A deeper look into the London XR protest ban

for immediate release

On Monday night the Met issued a blanket ban on the ongoing XR rebellion in London, effectively criminalising any public assembly linked with the protests. Rebels were ordered to cease all protests by 9pm or risk arrest, and police moved to clear Trafalgar Square, giving rebels an hour’s notice. They have also now cleared campers from Vauxhall Pleasure Gardens.

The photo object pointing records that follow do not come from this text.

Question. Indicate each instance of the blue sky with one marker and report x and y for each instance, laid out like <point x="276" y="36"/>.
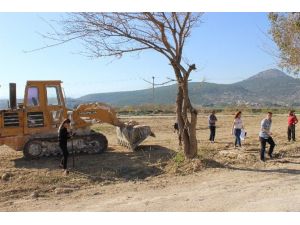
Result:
<point x="226" y="47"/>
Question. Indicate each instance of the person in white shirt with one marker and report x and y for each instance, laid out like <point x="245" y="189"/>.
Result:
<point x="237" y="127"/>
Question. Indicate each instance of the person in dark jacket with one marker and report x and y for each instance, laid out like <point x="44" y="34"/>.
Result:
<point x="292" y="121"/>
<point x="63" y="136"/>
<point x="212" y="119"/>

The move has drawn widespread criticism from campaigners, politicians, and legal experts alike. Greta Thunberg tweeted: “If standing up against the climate and ecological breakdown and for humanity is against the rules then the rules must be broken”. Shadow Treasury secretary Clive Lewis tweeted: “The action by police overnight is a huge overreach of statutory power - we must protect our right to protest with everything we have. Huge solidarity with the rebels for life.”
London Mayor, Sadiq Khan, appeared to distance himself from the move, claiming “Neither I nor the Deputy Mayor for Policing and Crime was informed before the Metropolitan Police took the operational decision to impose a Section 14 order on Extinction Rebellion Autumn Uprising last night.” Khan also says he has “met with senior officers to seek further information on why they deemed this necessary.”
Amnesty International issued a statement calling the ban “chilling and unlawful”, but is it illegal? Article 11 of The European Convention on Human Rights (enshrined into UK law by the Human Rights Act, 1988) protects the right to “freedom of assembly and association”, including peaceful protest. Article 10, “freedom of expression” may also be at issue. Authorities can restrict these rights under certain circumstances, such as to prevent serious disorder or crime, but only when absolutely necessary, and the action must be proportionate.
An order allows police to constrain the size, location and duration of protests. A previous order had already been used to effectively quarantine rebels to Trafalgar Square, so this was a revised order. XR London tweeted: “They are back-tracking on promises made &, MEPs say, in contravention of UK law...” Met deputy assistant commissioner Laurence Taylor said: “These conditions have been imposed due to the continued breaches of the section 14 condition previously implemented and ongoing serious disruption to the community.”
XR lawyers wasted no time sending a 'Letter before Action' Tuesday morning, warning the Met to withdraw the order, and demanding they respond that afternoon, else they would file a claim in the High Court. Claimants on behalf of XR, including Baroness Jenny Jones, Caroline Lucas, Clive Lewis, George Monbiot, Green MEP Ellie Chowns (who was herself arrested in Trafalgar Square), and others will be bringing that action today, challenging the order via Judicial Review. They are hoping for an expedited hearing today or tomorrow morning. “The ban is a disproportionate and unprecedented curtailment of the right to free speech and free assembly,” says Tobias Garnett, an XR human rights lawyer. “We will call on the government and police to stop silencing protest and instead focus their efforts on telling the truth and acting now to deal with the greatest threat to our planet.”
If the Met refuse to back down, the test of the legality of this move will come when High Court Judges are tasked with weighing whether the decision to issue blanket suppression of fundamental human rights, over an entire city, was proportionate to the threat posed by peaceful protestors, and only what was strictly necessary. They may also consider whether the rebels’ actions were reasonable and proportionate, given the seriousness of the imminent threat posed to all life by the climate crisis.